In Red Flag and Other Poems, Tim Heerdink is doing two things: documenting, at times in gritty detail, the atrocities perpetrated by the Nazis in WWII; and encouraging the reader to be mindful of casual fascism, surveillance, propaganda, and other contemporary “red flags” that signify a societal fall from grace into a mindless cruelty history may remember but we mere mortals seem doomed to forget.
The poems are often bleak, owing to their topic, and lean into their realism, with some lines or phrases in German, Polish, Portuguese and translated in copious footnotes. But Heerdink turns toward the light in pivotal works that anchor the collection, most notably in “When Wiesel Came Back from Auschwitz, He Came Back as a Bird,” which imagines venerated Holocaust survivor Elie Wiesel arising phoenix-like from his debasing imprisonment at Auschwitz; and “Library of Hope,” a rumination on memory and literary uplift. Another standout, partly because it encapsulates a more personal narrative, is “On Cremation,” a thoughtful conflation of war, religion, and a friend’s suicide.
Red Flag closes, fittingly, with a letter to and a response from Elie Wiesel. Heerdink has made trips to Germany, including to Berlin and Auschwitz, where he witnessed the ruins of war and genocide. This conversation with an inspiration for the writing solidifies Heerdink’s goal with the book: both to remind the reader of the treachery we were once capable of as well as warn that we may be headed there again. There is another way.
Red Flag and Other Poems is an important collection, and Tim Heerdink has succeeded in the difficult task of relating the grievous facts of Nazi fascism and the Jewish Holocaust, while interweaving into that harsh reality a vigilant hope and cautious idealism for the future.

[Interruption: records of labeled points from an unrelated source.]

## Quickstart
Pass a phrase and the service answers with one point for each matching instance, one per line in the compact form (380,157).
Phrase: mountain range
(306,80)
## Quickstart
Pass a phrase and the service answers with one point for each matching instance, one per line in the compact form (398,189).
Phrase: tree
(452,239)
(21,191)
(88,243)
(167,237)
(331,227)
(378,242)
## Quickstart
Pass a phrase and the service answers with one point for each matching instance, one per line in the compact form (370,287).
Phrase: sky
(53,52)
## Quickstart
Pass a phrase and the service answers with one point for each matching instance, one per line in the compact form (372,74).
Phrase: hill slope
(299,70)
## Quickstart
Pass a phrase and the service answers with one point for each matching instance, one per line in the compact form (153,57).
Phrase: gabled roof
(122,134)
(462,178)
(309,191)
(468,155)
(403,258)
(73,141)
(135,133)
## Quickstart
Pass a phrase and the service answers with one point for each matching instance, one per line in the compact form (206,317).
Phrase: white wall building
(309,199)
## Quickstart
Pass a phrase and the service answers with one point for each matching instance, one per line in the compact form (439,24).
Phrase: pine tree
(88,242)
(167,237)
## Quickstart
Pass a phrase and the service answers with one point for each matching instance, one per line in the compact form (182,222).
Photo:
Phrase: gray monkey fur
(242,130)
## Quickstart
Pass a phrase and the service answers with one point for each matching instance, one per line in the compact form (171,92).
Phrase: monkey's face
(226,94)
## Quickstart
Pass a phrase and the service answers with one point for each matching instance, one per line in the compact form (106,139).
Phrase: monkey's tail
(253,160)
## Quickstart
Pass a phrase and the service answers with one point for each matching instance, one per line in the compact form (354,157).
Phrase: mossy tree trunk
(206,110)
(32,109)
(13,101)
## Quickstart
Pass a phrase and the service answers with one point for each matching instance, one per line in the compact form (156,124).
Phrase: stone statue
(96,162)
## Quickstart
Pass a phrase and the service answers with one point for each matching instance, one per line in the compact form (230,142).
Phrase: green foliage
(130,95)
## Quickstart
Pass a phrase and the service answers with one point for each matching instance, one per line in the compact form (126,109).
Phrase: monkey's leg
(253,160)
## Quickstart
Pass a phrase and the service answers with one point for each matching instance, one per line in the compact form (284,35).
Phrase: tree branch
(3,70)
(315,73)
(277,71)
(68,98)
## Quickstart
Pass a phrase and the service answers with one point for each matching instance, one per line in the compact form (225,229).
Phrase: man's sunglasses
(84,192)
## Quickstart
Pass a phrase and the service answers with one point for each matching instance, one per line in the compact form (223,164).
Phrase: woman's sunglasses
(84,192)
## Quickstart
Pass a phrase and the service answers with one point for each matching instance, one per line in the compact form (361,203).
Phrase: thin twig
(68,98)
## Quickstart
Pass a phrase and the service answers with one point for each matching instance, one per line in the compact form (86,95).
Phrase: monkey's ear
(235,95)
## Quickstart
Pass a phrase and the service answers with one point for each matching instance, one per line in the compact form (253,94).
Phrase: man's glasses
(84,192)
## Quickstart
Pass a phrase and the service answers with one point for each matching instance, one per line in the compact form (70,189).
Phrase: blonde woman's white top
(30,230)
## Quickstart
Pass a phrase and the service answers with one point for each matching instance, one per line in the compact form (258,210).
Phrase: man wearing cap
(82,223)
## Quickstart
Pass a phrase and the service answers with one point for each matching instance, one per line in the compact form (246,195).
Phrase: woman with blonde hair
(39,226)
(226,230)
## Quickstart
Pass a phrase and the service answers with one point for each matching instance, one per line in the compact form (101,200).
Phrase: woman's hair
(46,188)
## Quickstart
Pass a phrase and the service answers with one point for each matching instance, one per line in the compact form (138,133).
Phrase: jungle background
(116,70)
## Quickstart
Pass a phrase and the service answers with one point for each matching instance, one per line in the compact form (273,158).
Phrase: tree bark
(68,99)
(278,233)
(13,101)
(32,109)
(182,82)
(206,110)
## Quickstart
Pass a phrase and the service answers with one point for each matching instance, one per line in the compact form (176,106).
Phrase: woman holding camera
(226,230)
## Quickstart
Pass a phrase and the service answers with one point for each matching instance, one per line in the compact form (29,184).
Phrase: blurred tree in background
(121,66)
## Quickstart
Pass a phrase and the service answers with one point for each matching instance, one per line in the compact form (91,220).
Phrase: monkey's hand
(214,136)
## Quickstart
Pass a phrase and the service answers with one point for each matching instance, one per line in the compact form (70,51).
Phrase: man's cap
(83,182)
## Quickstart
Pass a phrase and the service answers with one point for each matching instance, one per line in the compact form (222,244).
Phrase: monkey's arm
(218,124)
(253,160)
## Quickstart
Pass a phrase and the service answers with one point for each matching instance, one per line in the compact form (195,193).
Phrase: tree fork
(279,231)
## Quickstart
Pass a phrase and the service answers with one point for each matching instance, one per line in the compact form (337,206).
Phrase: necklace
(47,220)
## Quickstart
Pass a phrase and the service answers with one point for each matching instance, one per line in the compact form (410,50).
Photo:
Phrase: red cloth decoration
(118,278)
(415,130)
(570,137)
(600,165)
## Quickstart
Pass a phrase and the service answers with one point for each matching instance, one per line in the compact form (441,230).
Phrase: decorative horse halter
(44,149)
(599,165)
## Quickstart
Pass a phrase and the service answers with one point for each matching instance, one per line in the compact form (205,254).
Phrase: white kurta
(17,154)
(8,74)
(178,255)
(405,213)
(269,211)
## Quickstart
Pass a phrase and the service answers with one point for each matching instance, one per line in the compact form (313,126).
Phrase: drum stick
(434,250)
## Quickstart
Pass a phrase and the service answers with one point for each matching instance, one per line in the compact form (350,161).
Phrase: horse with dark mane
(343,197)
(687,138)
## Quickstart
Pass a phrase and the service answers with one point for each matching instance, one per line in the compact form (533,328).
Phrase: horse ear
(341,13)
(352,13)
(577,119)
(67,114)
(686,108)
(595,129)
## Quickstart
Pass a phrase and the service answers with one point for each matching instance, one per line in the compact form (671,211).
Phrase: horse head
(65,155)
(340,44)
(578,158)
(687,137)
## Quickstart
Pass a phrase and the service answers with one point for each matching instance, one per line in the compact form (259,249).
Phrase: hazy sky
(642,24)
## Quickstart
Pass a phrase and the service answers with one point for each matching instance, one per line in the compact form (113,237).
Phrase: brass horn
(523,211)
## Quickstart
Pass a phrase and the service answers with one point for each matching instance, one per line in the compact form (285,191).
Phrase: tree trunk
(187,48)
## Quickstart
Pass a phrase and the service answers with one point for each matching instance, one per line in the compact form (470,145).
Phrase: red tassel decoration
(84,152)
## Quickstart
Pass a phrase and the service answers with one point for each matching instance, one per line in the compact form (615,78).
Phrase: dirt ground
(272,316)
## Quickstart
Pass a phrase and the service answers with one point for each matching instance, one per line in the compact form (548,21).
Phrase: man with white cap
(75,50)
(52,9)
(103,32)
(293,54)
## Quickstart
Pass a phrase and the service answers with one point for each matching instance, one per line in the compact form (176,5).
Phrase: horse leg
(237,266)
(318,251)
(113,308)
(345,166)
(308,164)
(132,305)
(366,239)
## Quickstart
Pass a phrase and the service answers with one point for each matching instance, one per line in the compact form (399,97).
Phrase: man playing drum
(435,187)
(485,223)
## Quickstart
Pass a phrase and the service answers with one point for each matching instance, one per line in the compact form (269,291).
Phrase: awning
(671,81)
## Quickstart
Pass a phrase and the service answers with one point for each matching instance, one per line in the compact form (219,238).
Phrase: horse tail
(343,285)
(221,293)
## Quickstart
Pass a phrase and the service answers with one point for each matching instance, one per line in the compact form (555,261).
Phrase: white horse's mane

Proceeds from the sale of Red Flag and Other Poems go to the C.A.N.D.L.E.S. Holocaust Museum and Education Center in Terre Haute, Indiana.
I met the author at an event we appeared at together in Nashville back in the fall of last year. I was so impressed by his work. I had to buy a copy of Red Flag and Other Poems. I could not put the book down once I started. It is a compelling collection of poems and stories, remembering the Holocaust and a reminder for us to stay awake in these days we are living in, to be certain history does not repeat itself. I was especially moved by "Outside the Walls of Concentration" about a Holocaust survivor in his twilight years, and "A Written Warning"which has a very timely message for today. His essay, "On Cremation" is a very personal piece that really hit me in the heart. I highly recommend "Red Flag and Other Poems". Thank you, Tim Heerdink, for this book and for the good work you are doing for mankind.
I thought this book was a good read for the fact that you could tell the writer spoke from his heart. He has a passion to keep the Holocaust in the forefront of our minds so that it never happens again. He also gives back to C.A.N.D.L.E.S. Museum by giving the proceeds to the museum from his book.
A very important work, Tim Heerdink instills in the reader the importance of never forgetting the sins of the past, thereby lessening our chances of repeating them. Through a learned and compassionate sense, he lays out the plight of those who against all odds survived and provides a voice to those who weren't as fortunate. An accomplished piece of literature.